2062.0 - Census Data Enhancement Project: An Update, Oct 2010
Previous ISSUE Released at 11:30 AM (CANBERRA TIME) 15/10/2010
|Page tools: Print Page Print All RSS Search this Product|
CREATION OF A STATISTICAL LONGITUDINAL CENSUS DATASET (SLCD)
A major component of the CDE project is the creation of a Statistical Longitudinal Census Dataset, or SLCD. The first wave of the SLCD was formed with a 5% random sample of the population from the 2006 Census. The second wave of the SLCD will be created by combining the wave one data in the SLCD 2006 with data from the 2011 Census of Population and Housing.
The 5% SLCD is formed using statistical data linking techniques (see Glossary) rather than matching based on name and address. A paper outlining methods for creating the 5% SLCD, results from similar statistical linking projects, and preliminary results of linking can be found in ABS Research Paper: Exploring Methods for Creating a Longitudinal Census Dataset (ABS cat. no. 1352.0.55.076).
A quality study was undertaken as part of the 2006 CDE project which assessed the likely quality of the 5% SLCD. The results of that study found that the 5% SLCD would produce similar or better quality results to a panel survey.

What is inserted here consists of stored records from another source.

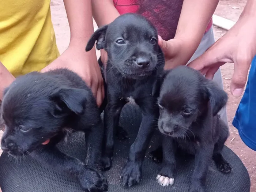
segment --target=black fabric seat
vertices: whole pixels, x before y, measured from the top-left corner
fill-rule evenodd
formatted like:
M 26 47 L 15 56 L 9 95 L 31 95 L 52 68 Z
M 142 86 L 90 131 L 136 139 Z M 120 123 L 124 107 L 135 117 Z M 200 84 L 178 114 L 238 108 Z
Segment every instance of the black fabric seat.
M 140 125 L 141 115 L 137 106 L 127 105 L 120 117 L 120 125 L 128 132 L 129 138 L 116 142 L 113 167 L 105 173 L 108 180 L 110 192 L 187 192 L 189 191 L 191 176 L 193 170 L 192 158 L 179 158 L 172 187 L 163 187 L 156 181 L 160 165 L 153 162 L 147 153 L 143 163 L 142 180 L 138 185 L 128 189 L 123 187 L 120 172 L 128 155 L 129 147 L 135 139 Z M 67 154 L 81 160 L 86 157 L 83 134 L 74 133 L 68 144 L 61 143 L 59 148 Z M 153 148 L 153 142 L 150 149 Z M 223 174 L 218 171 L 214 162 L 210 167 L 206 182 L 207 192 L 248 192 L 250 180 L 248 172 L 239 159 L 231 150 L 225 147 L 225 158 L 232 164 L 233 170 Z M 54 169 L 42 165 L 29 157 L 17 161 L 7 154 L 0 157 L 0 186 L 3 192 L 82 192 L 79 185 Z

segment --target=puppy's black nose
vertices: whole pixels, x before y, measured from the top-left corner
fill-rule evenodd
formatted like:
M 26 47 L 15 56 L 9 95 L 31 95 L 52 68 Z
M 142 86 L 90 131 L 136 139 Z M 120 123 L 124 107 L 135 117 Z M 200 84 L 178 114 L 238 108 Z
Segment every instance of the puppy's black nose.
M 136 60 L 137 65 L 141 68 L 146 68 L 149 66 L 150 60 L 144 57 L 140 57 Z
M 5 147 L 4 146 L 3 146 L 3 145 L 1 145 L 1 148 L 2 149 L 2 150 L 3 150 L 4 151 L 7 152 L 9 151 L 9 149 L 8 148 Z

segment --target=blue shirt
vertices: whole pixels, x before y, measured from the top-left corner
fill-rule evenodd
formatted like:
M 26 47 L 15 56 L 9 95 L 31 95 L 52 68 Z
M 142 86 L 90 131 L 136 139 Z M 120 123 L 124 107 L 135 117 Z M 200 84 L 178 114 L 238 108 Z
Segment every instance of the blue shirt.
M 256 151 L 256 56 L 252 62 L 247 84 L 233 125 L 246 145 Z

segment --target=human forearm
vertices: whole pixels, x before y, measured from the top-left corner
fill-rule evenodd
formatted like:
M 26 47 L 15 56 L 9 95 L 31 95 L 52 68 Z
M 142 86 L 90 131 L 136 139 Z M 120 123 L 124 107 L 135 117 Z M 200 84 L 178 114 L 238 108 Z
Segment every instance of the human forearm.
M 241 16 L 253 17 L 256 18 L 256 1 L 255 0 L 247 0 L 245 7 L 244 9 Z
M 93 33 L 91 0 L 63 0 L 70 28 L 69 46 L 84 49 Z M 96 58 L 95 51 L 84 52 Z
M 93 0 L 92 4 L 93 18 L 99 27 L 110 23 L 120 15 L 113 0 Z
M 15 79 L 4 65 L 0 62 L 0 100 L 3 99 L 3 91 Z
M 219 0 L 184 0 L 175 38 L 189 42 L 195 50 L 218 2 Z

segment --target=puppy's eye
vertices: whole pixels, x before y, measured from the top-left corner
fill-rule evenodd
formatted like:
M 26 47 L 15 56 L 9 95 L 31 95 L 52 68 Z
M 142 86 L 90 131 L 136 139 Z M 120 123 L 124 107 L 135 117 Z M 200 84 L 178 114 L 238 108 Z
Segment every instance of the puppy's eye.
M 150 39 L 150 43 L 151 44 L 155 44 L 157 42 L 157 39 L 155 38 L 152 38 Z
M 116 42 L 118 45 L 123 45 L 125 44 L 124 41 L 121 39 L 118 39 Z
M 159 106 L 159 108 L 161 109 L 163 109 L 163 107 L 159 103 L 158 103 L 158 106 Z
M 185 116 L 188 116 L 191 114 L 193 110 L 191 109 L 185 109 L 184 111 L 183 111 L 183 114 Z
M 23 133 L 26 133 L 27 132 L 28 132 L 31 129 L 31 128 L 26 127 L 22 125 L 20 126 L 20 131 Z

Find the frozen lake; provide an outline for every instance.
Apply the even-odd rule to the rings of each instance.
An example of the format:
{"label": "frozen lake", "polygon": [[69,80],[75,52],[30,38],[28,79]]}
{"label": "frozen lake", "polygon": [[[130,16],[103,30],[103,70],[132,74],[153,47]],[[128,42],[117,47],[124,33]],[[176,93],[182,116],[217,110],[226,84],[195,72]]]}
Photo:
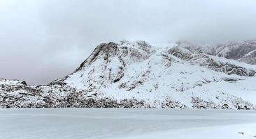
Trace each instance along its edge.
{"label": "frozen lake", "polygon": [[5,138],[252,138],[256,111],[173,109],[0,109]]}

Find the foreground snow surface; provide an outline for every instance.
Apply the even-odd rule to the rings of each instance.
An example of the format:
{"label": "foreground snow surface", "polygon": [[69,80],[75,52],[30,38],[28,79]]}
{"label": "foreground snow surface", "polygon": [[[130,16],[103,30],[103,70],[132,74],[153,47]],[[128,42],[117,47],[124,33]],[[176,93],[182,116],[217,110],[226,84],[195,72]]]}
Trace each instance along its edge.
{"label": "foreground snow surface", "polygon": [[256,111],[1,109],[0,138],[252,138]]}

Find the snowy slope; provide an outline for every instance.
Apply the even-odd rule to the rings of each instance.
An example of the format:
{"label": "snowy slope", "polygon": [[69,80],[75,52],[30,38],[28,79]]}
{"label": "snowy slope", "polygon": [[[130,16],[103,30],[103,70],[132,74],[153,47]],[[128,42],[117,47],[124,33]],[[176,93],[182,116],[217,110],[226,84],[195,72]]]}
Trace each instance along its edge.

For further information, see Assessing the Likely Quality of the Statistical Longitudinal Census Dataset (ABS cat. no. 1351.0.55.026).
Further information about the second wave of the 5% SLCD and plans for the third wave are outlined in Section 3 of this paper.

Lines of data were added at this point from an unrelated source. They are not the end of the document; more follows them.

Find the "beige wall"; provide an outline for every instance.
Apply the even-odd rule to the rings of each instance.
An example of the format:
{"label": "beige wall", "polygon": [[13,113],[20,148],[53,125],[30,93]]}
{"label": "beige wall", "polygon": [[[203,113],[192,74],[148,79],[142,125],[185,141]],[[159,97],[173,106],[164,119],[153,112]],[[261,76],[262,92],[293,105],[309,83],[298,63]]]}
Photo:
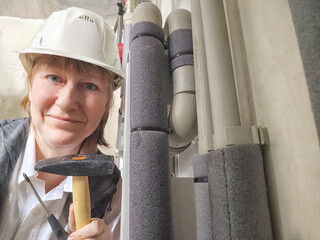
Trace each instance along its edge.
{"label": "beige wall", "polygon": [[268,129],[263,152],[275,239],[318,239],[319,140],[288,2],[234,2],[228,16],[239,15],[242,32],[231,39],[238,48],[244,43],[256,124]]}

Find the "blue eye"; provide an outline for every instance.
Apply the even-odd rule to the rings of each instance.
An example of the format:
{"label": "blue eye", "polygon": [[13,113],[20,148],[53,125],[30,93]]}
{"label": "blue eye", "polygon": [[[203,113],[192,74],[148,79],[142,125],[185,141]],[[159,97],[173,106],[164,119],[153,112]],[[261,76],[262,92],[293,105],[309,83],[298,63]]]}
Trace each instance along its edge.
{"label": "blue eye", "polygon": [[85,86],[85,88],[87,88],[89,90],[97,90],[98,89],[98,87],[93,83],[85,83],[84,86]]}
{"label": "blue eye", "polygon": [[47,76],[47,79],[51,82],[59,82],[60,81],[60,78],[56,75]]}

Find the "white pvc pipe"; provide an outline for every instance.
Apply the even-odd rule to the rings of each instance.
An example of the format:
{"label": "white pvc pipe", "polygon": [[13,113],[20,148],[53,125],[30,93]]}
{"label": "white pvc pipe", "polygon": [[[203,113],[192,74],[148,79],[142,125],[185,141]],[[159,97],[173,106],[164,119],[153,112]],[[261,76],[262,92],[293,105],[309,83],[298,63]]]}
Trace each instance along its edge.
{"label": "white pvc pipe", "polygon": [[228,32],[222,0],[202,0],[214,148],[226,147],[225,128],[240,126]]}
{"label": "white pvc pipe", "polygon": [[169,116],[171,148],[183,148],[197,136],[197,110],[193,66],[174,70],[174,96]]}
{"label": "white pvc pipe", "polygon": [[238,1],[223,0],[242,126],[256,123]]}
{"label": "white pvc pipe", "polygon": [[[191,29],[191,14],[185,9],[177,9],[169,14],[165,32],[170,35],[178,29]],[[183,148],[197,136],[196,96],[193,66],[185,65],[173,71],[173,103],[169,115],[169,146]]]}
{"label": "white pvc pipe", "polygon": [[203,24],[200,1],[191,0],[193,57],[195,71],[195,88],[198,121],[199,153],[213,150],[213,122],[211,114],[210,93],[206,52],[204,48]]}

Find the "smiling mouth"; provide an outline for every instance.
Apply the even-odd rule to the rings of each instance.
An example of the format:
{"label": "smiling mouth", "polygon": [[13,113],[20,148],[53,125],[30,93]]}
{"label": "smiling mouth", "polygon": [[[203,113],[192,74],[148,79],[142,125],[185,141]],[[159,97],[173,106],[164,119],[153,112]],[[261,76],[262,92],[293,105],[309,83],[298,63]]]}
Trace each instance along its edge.
{"label": "smiling mouth", "polygon": [[55,119],[55,120],[65,122],[65,123],[78,123],[78,122],[80,122],[80,121],[74,120],[72,118],[64,118],[64,117],[54,116],[54,115],[48,115],[48,116]]}

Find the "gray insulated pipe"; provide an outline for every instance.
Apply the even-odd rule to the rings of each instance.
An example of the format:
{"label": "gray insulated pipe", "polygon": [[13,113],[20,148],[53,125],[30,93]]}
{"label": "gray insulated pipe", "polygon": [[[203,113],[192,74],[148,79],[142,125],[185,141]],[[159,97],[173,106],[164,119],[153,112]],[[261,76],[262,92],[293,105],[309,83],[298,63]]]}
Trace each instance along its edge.
{"label": "gray insulated pipe", "polygon": [[130,240],[172,239],[166,88],[161,13],[141,3],[130,33]]}
{"label": "gray insulated pipe", "polygon": [[[272,239],[259,145],[196,155],[193,167],[198,239]],[[210,218],[211,229],[206,224]]]}
{"label": "gray insulated pipe", "polygon": [[197,111],[193,67],[191,13],[185,9],[172,11],[165,24],[173,81],[169,123],[171,150],[183,151],[197,136]]}

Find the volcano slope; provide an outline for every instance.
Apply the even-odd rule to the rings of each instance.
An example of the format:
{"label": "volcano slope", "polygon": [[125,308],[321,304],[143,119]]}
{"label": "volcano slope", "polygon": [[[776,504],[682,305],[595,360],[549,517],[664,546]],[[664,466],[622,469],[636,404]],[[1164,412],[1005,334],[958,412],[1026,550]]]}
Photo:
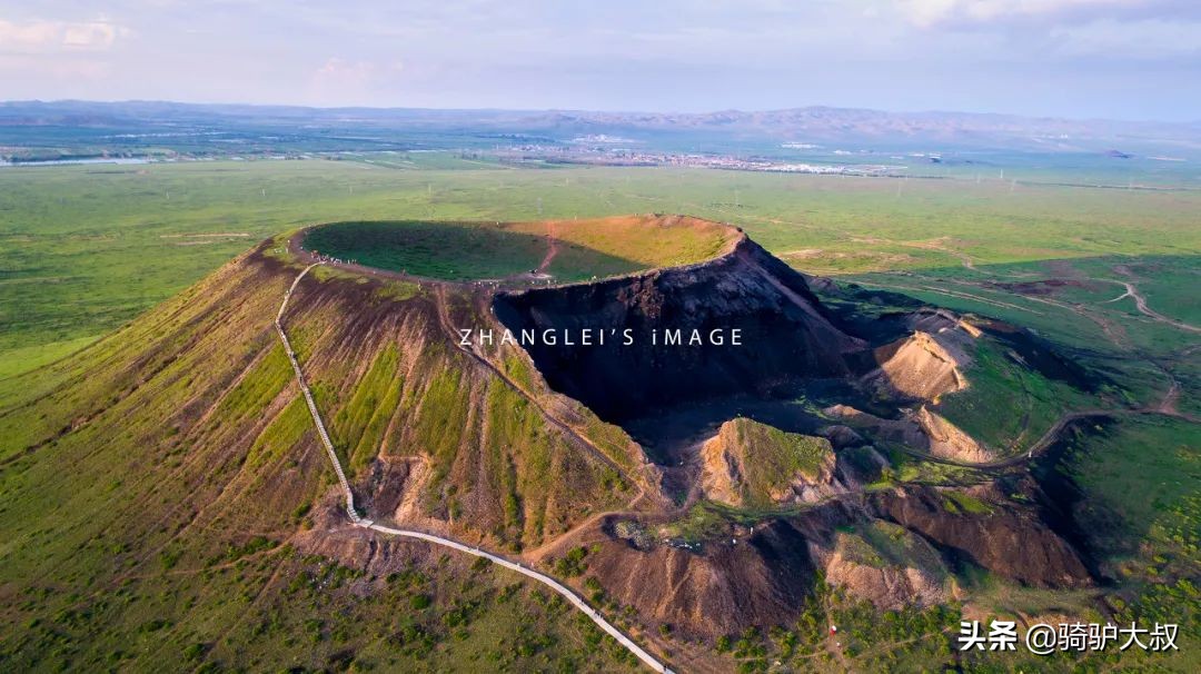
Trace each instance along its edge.
{"label": "volcano slope", "polygon": [[[1024,342],[859,291],[823,303],[815,280],[715,223],[558,225],[568,227],[564,239],[597,246],[614,232],[688,232],[683,241],[703,232],[705,244],[637,246],[661,252],[633,268],[685,264],[537,290],[339,264],[297,285],[288,335],[364,515],[521,556],[700,670],[733,667],[711,650],[723,636],[801,625],[830,606],[823,578],[852,608],[937,603],[964,568],[1038,587],[1092,581],[1070,532],[1045,517],[1036,483],[922,460],[948,427],[973,422],[939,416],[949,402],[1069,386],[1048,383]],[[183,657],[196,667],[471,669],[462,654],[518,668],[528,657],[629,664],[519,577],[348,525],[273,333],[285,290],[311,262],[288,250],[297,240],[265,241],[2,393],[0,591],[6,622],[22,627],[4,637],[0,657],[18,668],[148,669]],[[638,338],[739,328],[749,346],[656,350],[635,339],[622,350],[526,351],[462,346],[458,333],[506,328],[628,328]],[[916,341],[897,345],[906,339]],[[948,354],[962,354],[963,371],[948,371]],[[973,380],[982,362],[987,386]],[[931,390],[910,383],[924,366],[955,390],[938,386],[939,400],[922,399]],[[896,386],[882,384],[889,377]],[[767,428],[727,434],[715,454],[736,457],[727,467],[803,466],[783,453],[806,447],[820,448],[821,469],[799,471],[784,490],[760,487],[779,476],[743,483],[754,471],[727,470],[728,491],[751,499],[706,490],[713,466],[701,447],[739,416]],[[788,442],[754,440],[777,431]],[[991,449],[1021,452],[1041,431]],[[203,583],[179,580],[193,577]],[[410,609],[402,618],[398,604]],[[510,610],[545,634],[513,633]],[[793,639],[802,632],[789,628]],[[741,650],[754,658],[758,646]]]}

BRINGING TOGETHER 2006 CENSUS DATA WITH OTHER DATASETS USING NAME AND ADDRESS DURING CENSUS PROCESSING TO UNDERTAKE QUALITY STUDIES
The second component of the 2006 CDE project was the undertaking of several quality studies which involved bringing together data from the 2006 Census with other ABS and non-ABS datasets. The agreement of the custodians of the non-ABS datasets was required for projects using non-ABS datasets. The aim of these studies was to understand and evaluate the quality of ABS statistical operations and outputs, to better inform ABS on the most suitable statistical techniques for bringing together the 5% SLCD and other datasets, and to assess the quality of datasets created using these techniques.
The quality studies were undertaken during the 2006 Census processing period using names and addresses to undertake the linkage, after which all Census forms and names and addresses held by the ABS were destroyed. The linked datasets created for the quality studies did not contain name and address information and were destroyed at the completion of the studies (see previous comments regarding security, confidentiality and accessibility).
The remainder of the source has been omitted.